Cavemen

Cavemen
Grants Pass Cavemen at Oregon Caves, 2006.

Thursday, October 9, 2014

The Rewards Of Teaching

     I love teaching. I wish that I could get back into the classroom. During the brief time that I spent student teaching (sixth grade social studies and English as a second language students at Jo Lane Middle School in Roseburg, and language arts students at Oakland High School), I discovered many rewards in teaching students. But I didn't realize that my short time in the classroom three years ago would yield positive results now. More about that later in this blog entry.
     The students loved me at Jo Lane. They planned a surprise party for me on my last day. I had been there two terms, or two-thirds of the school year, so I had become a "fixture" in the classroom almost as much as their regular teacher.
     During the surprise party, they showered me with sweet treats (I got to go first in the line at the baked goods buffet), and one student even gave me a bag with an apple in it. How sweetly appropriate! To top it off, the students had each signed their names and written a thank you message to me on a giant sheet of roll-out paper.
     To be honest, teaching high school students presented more of a challenge. After hearing the reports that teaching seventh grade students was the hardest year for teaching, I was surprised to have encountered difficulties at the high school, after my smashing success at the junior high level. But to be objective, I should have expected it. Having been taught by a popular teacher for the entire year, suddenly a newcomer enters the classroom spring term with a different teaching style.
     I endeavored to break that barrier by introducing some innovative student-centered activities that I learned attending Graduate school at the University of Oregon College of Education (jigsaw exercises, small-group student presentations, etc.).

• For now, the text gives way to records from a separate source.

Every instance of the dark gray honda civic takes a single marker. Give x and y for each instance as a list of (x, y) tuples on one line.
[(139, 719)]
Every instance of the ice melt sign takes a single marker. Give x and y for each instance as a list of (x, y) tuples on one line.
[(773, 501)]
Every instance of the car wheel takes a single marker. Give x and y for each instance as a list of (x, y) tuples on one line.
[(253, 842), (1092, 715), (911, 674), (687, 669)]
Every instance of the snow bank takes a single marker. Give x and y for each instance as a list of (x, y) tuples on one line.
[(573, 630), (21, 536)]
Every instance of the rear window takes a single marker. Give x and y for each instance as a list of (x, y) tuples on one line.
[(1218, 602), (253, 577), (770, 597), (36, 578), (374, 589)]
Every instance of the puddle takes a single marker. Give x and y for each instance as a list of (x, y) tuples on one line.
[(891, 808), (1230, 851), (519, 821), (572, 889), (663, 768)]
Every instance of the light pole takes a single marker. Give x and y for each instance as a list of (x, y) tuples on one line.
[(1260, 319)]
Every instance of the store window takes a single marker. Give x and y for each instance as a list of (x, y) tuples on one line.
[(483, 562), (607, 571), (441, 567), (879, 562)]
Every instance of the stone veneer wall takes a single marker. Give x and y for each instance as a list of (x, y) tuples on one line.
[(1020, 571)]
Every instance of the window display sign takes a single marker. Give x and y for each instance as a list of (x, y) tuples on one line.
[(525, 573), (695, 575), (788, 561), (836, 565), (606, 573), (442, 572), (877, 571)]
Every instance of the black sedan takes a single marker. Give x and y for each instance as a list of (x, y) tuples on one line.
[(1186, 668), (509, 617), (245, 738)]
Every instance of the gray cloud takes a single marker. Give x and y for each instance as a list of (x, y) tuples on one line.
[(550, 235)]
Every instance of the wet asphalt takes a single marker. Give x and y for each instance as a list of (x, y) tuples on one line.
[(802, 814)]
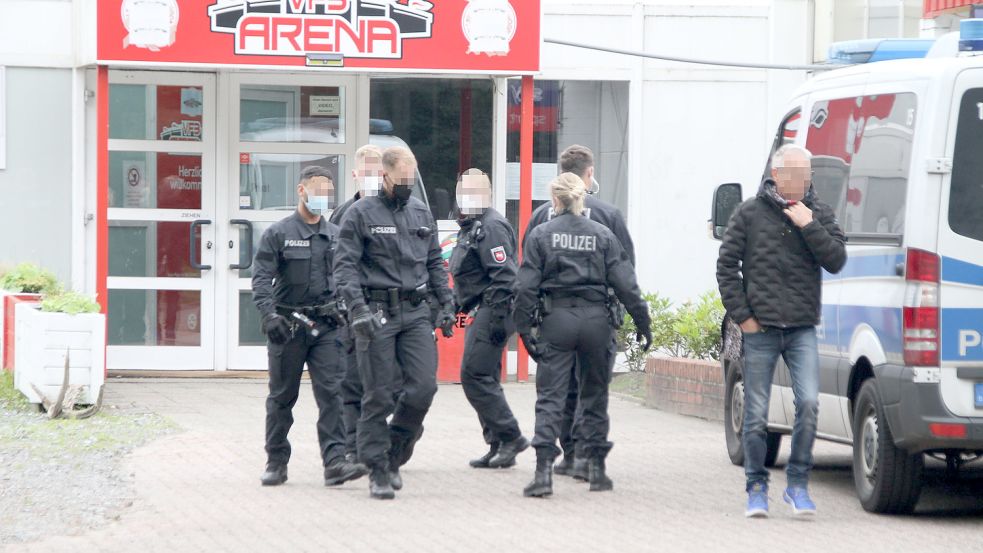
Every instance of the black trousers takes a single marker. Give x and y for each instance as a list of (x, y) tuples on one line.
[(481, 378), (578, 336), (286, 365), (399, 377)]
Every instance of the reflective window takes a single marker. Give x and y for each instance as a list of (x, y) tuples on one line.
[(154, 180), (966, 192), (292, 114), (150, 112), (861, 150), (269, 181)]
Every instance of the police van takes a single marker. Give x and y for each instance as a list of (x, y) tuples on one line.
[(898, 154)]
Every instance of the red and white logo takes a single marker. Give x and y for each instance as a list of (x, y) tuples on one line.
[(498, 254)]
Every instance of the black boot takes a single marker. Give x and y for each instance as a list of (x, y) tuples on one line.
[(599, 482), (564, 467), (580, 470), (542, 482), (274, 475), (507, 453), (341, 470), (482, 462), (379, 485)]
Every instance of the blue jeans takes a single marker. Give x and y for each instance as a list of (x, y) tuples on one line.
[(799, 348)]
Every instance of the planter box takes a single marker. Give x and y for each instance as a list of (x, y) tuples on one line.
[(42, 342), (7, 302), (685, 386)]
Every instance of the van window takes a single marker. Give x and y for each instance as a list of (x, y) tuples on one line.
[(966, 193), (861, 149)]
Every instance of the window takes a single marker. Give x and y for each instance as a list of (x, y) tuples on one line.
[(861, 149), (966, 189)]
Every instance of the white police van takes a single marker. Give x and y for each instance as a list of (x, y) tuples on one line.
[(898, 154)]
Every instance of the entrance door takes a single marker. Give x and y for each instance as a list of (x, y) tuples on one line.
[(275, 131), (162, 238)]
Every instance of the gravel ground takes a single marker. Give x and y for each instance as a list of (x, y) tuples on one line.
[(63, 477)]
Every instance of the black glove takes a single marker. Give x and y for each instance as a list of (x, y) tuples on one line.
[(276, 328), (497, 332), (532, 346), (644, 337), (446, 320), (364, 323)]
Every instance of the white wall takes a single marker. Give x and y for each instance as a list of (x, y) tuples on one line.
[(698, 126)]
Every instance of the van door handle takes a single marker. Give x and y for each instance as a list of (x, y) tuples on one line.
[(249, 243), (191, 240)]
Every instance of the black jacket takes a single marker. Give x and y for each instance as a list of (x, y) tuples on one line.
[(483, 263), (385, 243), (596, 210), (293, 266), (572, 255), (769, 269)]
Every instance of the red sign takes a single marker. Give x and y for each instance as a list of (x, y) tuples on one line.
[(474, 36)]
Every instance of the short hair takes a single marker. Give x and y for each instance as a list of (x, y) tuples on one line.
[(396, 155), (569, 189), (366, 151), (576, 159), (778, 158), (313, 171)]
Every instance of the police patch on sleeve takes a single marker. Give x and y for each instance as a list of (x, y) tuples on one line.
[(498, 254)]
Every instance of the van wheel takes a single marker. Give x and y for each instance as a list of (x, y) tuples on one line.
[(888, 479), (734, 419)]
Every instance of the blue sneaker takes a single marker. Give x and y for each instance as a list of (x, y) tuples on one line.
[(757, 501), (798, 498)]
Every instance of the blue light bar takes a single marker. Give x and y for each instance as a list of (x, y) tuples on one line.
[(878, 49), (971, 35)]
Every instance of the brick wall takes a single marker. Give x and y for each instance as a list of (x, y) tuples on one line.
[(685, 386)]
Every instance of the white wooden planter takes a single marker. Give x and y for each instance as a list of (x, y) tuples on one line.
[(42, 340)]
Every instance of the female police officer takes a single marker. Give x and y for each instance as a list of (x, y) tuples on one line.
[(568, 266), (483, 266)]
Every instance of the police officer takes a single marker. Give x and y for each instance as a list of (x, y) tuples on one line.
[(367, 175), (569, 264), (294, 291), (483, 266), (388, 260), (579, 160)]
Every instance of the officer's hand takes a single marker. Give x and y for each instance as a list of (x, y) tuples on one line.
[(532, 346), (644, 337), (276, 328), (364, 323), (446, 320)]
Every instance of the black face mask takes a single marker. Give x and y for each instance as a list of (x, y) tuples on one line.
[(402, 192)]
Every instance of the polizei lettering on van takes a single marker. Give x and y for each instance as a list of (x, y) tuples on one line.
[(575, 242)]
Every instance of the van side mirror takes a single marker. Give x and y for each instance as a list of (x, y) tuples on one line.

But despite resistance by some of the students, the experience was still a positive one, in the sense that I learned multi-tasking first hand! During my section on teaching the novel The Great Gatsby, one student just didn't "get it," regardless of how many times I tried to explain the plot to the student.
     I sought some advice from the special education teacher, who found a graphic novel of The Great Gatsby, where all of the characters looked like space aliens. Don't think that wasn't an interesting challenge, trying to incorporate a customized lesson plan for that one student, while I was teaching the "regular" novel to the remaining class!
     But I never gave up on my high school students. During the two weeks that I worked as a substitute at North Medford High School, one student told me that I was her favorite substitute teacher. Why? Because I was the only substitute teacher who came to class prepared with a lesson plan, instead of other substitute teachers who talked all period and gave the students "busy work" to do.
     During the last 26 months that I've been battling cancer, I assumed that my short tenure as a teacher had been forgotten by students. But I was wrong. This week I visited a restaurant owned by the parents of one of my former students. The mother and daughter came in to the restaurant while I was there. They came to my table, excited to show me the paperwork from a school evaluation session where they had just been.
     The daughter had received straight As in all of her classes, and received glowing recommendations on her coursework by her teachers. It had been three years since I had taught the daughter, but her family nonetheless remembered me and wanted to include me in the good news they had just learned.
     I would love to return to the high school classroom. A class on "Detective Fiction" based on my Detective Fiction class that I took at the University of Oregon. Or an "Asian Literature" class, again based on a class I had at the UO. How about an  "Old English" class, where I can introduce students to Paradise Lost in a contemporary lesson plan that's easy to understand, based on the semester-long "Milton" class that I took? After taking "Advanced Shakespeare" in college, I would love to teach a full year of the subject, one semester of the tragedies and one semester of the comedies. Or, my first love of social studies would be enhanced in teaching an "Advanced Placement U.S. History" class, incorporating some of the work I did in a Graduate level course of the American Revolution.
     For now, while I battle cancer, I have to content myself with reading some of the books and coursework that I studied in college. At least I'll be able to keep my own mind sharp, even if I currently don't have the opportunity to help sharpen the minds of today's youth.